Sou neto de um analfabeto. Sou filho de pais pouco letrados. Talvez por estes motivos a leitura se impôs como um escape à minha condição filial, à evasão de uma adolescência numa cidade do interior português, à minha ânsia de encontrar respostas para as perguntas às quais constantemente me inquiro.
Apesar de tantas vezes ter pensado e valorizado a sorte de não assinar discriminado com o indicador ou o polegar, nunca tinha assistido à mais pura liberdade de juntar sílabas para entender e grafar o pensamento.

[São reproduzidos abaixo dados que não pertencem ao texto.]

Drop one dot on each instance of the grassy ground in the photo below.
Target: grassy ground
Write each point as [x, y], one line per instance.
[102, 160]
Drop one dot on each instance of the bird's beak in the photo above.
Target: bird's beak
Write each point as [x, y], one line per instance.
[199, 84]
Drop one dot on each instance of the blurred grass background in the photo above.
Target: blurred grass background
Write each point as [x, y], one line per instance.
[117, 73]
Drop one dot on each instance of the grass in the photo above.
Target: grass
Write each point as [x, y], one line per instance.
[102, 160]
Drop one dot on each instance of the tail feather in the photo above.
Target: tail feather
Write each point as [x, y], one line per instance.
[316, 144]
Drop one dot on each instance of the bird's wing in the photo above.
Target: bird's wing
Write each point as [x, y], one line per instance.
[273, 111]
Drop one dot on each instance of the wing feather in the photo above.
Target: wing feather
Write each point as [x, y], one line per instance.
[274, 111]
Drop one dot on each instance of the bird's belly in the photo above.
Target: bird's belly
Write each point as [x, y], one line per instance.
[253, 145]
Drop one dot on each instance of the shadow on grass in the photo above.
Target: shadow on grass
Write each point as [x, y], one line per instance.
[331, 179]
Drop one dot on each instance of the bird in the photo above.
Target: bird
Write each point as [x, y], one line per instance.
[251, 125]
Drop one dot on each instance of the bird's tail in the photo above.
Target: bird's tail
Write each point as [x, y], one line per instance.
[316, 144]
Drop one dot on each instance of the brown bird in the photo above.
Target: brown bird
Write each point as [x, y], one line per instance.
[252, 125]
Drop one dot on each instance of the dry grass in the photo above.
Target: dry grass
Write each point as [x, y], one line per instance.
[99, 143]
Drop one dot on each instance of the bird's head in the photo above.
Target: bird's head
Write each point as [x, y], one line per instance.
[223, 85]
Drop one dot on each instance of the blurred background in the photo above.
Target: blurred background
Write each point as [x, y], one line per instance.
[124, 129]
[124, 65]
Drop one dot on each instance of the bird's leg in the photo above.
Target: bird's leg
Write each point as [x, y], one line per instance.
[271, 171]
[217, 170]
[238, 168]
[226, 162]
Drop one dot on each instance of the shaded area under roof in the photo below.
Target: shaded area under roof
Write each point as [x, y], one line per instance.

Vejo isso no meu filho. Vejo isso na vontade que tem de aprender a ler para conhecer mais e entender mais o que o rodeia.
Para tanto conhecimento de academia, por vezes um pouco de nariz empinado, estes bicos dos pés curiosos a espreitarem o mundo, a investigarem apenas com o empirismo sem vícios, têm tanto para nos ensinar e não o podemos encontrar em nenhum artigo científico.
Eu fico fascinado. Aproveito e, sem que ele note, um dia dir-lhe-ei, continuo a ser o mesmo menino neto de analfabetos. A única diferença entre nós é que junto sílabas e formo palavras com manias de adulto. Ele é um texto livre da pontuação que o tempo me impôs. Mas o tempo também me humildou o suficiente para nunca esquecer que as raízes fortes não necessitam de letras. Necessitam de amor, mesmo que esse amor tenha de assinar com o dedo húmido de tinta numa esponja administrativa selar-se-á para sempre numa infância feliz, sem letras, sem vergonha do seu passado iletrado.